On the other hand, in Comparative Example 1 in which only the ionomer resin was used as the resin component of the cover, as shown in Table 2, the shot feeling was hard and bad. Further, Comparative Example 2 in which a normal diene rubber was only blended without dynamic cross-linking without blending an ionomer resin with a diene rubber having a portion compatible with the ionomer resin has a reduced flight distance.
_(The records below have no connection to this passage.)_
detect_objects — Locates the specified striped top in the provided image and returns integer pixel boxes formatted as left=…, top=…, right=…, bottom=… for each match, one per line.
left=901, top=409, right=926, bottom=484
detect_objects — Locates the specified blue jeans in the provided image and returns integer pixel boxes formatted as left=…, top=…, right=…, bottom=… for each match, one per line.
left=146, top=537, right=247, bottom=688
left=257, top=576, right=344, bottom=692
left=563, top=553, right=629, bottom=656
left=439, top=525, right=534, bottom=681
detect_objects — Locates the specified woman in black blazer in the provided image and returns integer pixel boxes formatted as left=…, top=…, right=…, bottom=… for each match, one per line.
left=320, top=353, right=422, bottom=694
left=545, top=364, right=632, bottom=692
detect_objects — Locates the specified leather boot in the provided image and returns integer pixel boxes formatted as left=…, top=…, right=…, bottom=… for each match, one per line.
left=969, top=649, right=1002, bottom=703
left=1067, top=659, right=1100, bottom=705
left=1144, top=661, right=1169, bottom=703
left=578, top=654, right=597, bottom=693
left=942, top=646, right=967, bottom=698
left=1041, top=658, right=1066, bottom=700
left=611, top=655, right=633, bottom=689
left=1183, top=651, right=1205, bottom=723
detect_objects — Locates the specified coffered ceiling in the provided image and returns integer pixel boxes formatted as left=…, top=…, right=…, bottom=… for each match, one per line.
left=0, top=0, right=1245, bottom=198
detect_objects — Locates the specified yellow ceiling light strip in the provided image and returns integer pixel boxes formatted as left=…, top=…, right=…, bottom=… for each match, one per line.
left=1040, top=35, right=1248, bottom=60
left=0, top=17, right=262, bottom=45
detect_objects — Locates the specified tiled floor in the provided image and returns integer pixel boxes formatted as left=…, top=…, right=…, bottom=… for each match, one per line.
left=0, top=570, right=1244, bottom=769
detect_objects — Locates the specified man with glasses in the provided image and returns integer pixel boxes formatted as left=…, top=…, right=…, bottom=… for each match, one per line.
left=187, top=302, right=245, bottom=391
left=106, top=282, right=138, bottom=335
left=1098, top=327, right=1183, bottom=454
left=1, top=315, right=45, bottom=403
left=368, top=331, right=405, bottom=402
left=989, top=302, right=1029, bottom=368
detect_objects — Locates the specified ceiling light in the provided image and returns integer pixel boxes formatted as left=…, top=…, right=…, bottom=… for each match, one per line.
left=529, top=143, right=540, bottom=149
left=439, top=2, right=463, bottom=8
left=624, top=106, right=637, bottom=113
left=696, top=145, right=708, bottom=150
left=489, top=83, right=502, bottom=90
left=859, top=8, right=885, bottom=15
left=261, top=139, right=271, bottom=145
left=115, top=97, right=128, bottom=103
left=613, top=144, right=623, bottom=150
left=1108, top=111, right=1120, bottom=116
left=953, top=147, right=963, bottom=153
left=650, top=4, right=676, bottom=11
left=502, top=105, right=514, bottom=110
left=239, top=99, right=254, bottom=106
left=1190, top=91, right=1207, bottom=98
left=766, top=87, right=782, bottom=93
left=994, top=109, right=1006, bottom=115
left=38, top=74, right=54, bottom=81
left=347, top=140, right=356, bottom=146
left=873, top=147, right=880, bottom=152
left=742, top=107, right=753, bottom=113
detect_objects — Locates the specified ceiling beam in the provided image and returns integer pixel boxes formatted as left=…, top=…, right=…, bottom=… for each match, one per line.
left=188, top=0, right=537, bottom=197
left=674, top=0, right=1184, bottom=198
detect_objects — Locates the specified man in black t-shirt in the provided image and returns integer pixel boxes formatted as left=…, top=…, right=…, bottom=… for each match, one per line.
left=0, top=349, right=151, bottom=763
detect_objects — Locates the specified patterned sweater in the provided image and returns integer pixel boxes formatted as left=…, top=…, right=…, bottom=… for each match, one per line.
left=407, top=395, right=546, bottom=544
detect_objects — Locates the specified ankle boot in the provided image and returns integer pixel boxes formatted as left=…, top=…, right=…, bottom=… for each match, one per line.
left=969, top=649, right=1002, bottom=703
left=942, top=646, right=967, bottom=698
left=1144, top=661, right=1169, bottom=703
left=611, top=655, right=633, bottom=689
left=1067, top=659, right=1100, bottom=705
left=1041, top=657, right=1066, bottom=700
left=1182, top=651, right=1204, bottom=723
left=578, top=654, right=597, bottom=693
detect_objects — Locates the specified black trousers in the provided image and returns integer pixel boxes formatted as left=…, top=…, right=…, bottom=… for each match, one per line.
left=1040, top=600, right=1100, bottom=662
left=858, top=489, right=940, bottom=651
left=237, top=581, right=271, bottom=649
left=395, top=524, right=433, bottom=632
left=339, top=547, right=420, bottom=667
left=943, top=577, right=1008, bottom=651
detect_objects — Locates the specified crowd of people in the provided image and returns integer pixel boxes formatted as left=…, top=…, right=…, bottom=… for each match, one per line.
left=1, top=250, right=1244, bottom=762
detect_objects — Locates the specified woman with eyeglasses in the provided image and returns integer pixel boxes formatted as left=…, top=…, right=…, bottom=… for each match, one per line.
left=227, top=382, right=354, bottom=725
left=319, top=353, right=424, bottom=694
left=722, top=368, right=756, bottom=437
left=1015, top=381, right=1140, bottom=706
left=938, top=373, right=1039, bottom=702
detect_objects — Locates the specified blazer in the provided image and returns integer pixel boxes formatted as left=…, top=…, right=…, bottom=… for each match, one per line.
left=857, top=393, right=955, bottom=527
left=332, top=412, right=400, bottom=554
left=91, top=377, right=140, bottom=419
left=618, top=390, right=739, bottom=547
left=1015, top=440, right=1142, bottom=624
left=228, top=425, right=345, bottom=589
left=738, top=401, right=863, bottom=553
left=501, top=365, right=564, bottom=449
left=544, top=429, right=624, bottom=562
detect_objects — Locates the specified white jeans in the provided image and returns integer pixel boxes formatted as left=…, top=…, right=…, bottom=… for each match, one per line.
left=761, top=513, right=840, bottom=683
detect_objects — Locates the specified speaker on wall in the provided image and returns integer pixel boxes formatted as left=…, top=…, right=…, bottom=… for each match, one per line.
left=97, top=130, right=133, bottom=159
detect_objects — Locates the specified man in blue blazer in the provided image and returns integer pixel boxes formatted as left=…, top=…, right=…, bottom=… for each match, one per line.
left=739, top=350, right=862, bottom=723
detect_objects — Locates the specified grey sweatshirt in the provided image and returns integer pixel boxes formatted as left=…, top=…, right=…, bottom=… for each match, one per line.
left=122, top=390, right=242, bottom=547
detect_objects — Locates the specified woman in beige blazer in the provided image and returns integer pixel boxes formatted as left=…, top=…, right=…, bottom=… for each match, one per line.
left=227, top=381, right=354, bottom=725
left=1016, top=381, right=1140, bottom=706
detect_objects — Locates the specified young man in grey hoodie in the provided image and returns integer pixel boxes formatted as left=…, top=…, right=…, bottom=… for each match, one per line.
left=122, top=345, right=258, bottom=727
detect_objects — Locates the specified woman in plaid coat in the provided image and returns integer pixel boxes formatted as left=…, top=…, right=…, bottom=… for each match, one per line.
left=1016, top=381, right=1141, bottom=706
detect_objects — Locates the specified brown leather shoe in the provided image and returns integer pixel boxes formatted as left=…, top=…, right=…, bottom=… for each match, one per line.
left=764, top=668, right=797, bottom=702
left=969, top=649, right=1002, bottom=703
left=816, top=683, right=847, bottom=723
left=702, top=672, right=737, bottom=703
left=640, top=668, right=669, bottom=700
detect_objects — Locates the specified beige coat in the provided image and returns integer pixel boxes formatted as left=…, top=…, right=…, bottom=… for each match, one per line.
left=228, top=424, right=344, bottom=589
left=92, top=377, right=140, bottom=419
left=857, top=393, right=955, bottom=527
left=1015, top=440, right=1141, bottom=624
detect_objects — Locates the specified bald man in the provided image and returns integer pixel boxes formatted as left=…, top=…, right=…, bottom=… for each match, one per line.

Also, the shot feeling was too soft and it was getting worse.

As described above, the characteristics of Comparative Example 2 are those of Examples 1 to 1.
What was worse than No. 4 can be judged also from the average particle diameter of the rubber particles in the ionomer resin in the cover composition. That is, as is clear from the comparison of the average particle size of the rubber particles shown in Tables 1 and 2, the average particle size of the rubber particles of Comparative Example 2 is larger than the average particle size of the rubber particles of Examples 1 to 4, and the result is as follows. It is considered that the characteristics are deteriorated, such as the reduced flight distance as described above. On the other hand, in Examples 1 to 4, it was possible to improve the shot feeling without lowering the resilience performance, because the diene rubber having a portion compatible with the ionomer resin as described above. AN-
It is considered that the particle size of the rubber particles dispersed in the ionomer resin could be reduced by the blending of PB and the dynamic crosslinking.
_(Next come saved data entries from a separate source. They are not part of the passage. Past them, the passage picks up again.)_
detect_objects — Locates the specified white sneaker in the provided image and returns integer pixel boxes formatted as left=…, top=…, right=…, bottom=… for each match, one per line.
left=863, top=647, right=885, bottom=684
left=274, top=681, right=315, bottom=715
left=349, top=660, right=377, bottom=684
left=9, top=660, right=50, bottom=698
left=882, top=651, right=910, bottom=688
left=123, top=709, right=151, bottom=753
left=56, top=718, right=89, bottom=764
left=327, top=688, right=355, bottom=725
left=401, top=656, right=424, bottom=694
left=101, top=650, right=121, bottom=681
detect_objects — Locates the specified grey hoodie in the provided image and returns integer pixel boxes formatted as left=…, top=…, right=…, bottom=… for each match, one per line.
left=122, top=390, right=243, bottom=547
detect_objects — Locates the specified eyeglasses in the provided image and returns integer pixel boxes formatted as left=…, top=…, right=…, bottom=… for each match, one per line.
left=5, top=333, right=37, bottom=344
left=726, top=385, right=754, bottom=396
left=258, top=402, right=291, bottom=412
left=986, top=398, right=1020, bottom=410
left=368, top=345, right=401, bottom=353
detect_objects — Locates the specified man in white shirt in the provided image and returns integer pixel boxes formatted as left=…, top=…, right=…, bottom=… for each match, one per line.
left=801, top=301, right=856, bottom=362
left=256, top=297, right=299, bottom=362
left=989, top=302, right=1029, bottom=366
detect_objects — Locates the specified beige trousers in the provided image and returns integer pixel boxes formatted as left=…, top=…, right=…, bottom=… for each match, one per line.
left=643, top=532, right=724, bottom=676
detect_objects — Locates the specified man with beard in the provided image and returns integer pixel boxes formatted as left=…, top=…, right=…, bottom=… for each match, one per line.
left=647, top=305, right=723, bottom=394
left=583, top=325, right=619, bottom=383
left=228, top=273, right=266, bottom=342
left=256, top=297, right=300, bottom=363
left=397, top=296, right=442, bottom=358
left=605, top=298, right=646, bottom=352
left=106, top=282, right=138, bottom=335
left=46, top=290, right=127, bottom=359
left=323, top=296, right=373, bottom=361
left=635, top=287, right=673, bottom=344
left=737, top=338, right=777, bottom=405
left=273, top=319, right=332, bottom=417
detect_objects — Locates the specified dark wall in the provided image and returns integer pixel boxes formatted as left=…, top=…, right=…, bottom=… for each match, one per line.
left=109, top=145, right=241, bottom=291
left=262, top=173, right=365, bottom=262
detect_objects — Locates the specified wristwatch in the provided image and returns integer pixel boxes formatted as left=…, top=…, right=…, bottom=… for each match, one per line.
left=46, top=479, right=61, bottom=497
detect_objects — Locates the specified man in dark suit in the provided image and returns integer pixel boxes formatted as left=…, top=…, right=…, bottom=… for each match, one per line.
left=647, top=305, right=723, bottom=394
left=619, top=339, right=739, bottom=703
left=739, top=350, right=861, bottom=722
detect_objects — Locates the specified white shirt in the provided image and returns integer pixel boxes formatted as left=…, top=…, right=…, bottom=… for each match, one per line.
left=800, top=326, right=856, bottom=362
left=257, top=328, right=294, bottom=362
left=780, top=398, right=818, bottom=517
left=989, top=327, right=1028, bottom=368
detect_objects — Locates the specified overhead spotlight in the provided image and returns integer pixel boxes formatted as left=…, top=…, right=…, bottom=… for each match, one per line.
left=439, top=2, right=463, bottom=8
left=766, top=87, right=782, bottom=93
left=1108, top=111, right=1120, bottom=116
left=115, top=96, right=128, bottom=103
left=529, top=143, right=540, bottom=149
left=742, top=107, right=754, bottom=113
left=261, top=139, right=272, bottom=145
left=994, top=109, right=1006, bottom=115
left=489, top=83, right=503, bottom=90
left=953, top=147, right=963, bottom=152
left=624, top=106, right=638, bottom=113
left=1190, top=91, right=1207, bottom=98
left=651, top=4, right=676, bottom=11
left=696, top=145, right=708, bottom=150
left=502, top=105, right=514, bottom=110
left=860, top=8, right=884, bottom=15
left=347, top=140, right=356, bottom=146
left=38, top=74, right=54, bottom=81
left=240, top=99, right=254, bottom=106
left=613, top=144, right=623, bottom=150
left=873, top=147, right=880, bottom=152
Further, in Comparative Example 3 in which AN-PB (trade name), which is a diene rubber having a portion compatible with the ionomer resin, was not dynamically cross-linked even when blended with the ionomer resin, Comparative Example 3 Particle size does not become small enough,
The flight distance was short, and the feel at impact was soft and lacked in properness.

Further, Comparative Example 4 in which the amount of the AN-PB (trade name), which is a diene rubber having a portion compatible with the ionomer resin, was large, the flight distance was short and the feel at impact was too soft. Was becoming.

[0064]

As described above, the present invention can provide a golf ball having a good shot feeling, high resilience performance, and a long flight distance.

[Brief description of the drawings]

FIG. 1 is a sectional view schematically showing an example of a golf ball according to the present invention.

[Explanation of symbols]

 1 core 1a center 1b thread rubber layer 2 cover

Claims (6)

[Claims] 1. A golf ball having a core and a cover, wherein the cover contains at least two components of an ionomer resin and a diene rubber having a portion compatible with the ionomer resin, and the ionomer resin and the ionomer resin. A golf ball, which comprises a dynamically crosslinked product of a mixture having a mixing ratio of 40:60 to 99: 1 by weight with a diene rubber having a portion compatible with. 2. Crosslinking of the diene rubber to 100 parts by weight of the diene rubber in the mixture containing at least two components of the ionomer resin and the diene rubber having a portion compatible with the ionomer resin. Agent 0.1
The golf ball according to claim 1, wherein the golf ball comprises a dynamically cross-linked product obtained by dynamically mixing 30 to 30 parts by weight and at least a part of the diene rubber. 3. The golf ball according to claim 1, wherein the diene rubber having a portion compatible with the ionomer resin is a diene rubber having maleic anhydride as one constituent. 4. The golf ball according to claim 1, wherein the diene rubber having a portion compatible with the ionomer resin is a diene rubber having an oxazoline group as one constituent. 5. The golf ball according to claim 1, wherein the diene rubber having a portion compatible with the ionomer resin is a diene rubber having an epoxy group as one constituent. 6. The golf ball according to claim 1, wherein the diene rubber having a portion compatible with the ionomer resin is a diene rubber having a glycidyl group as one constituent.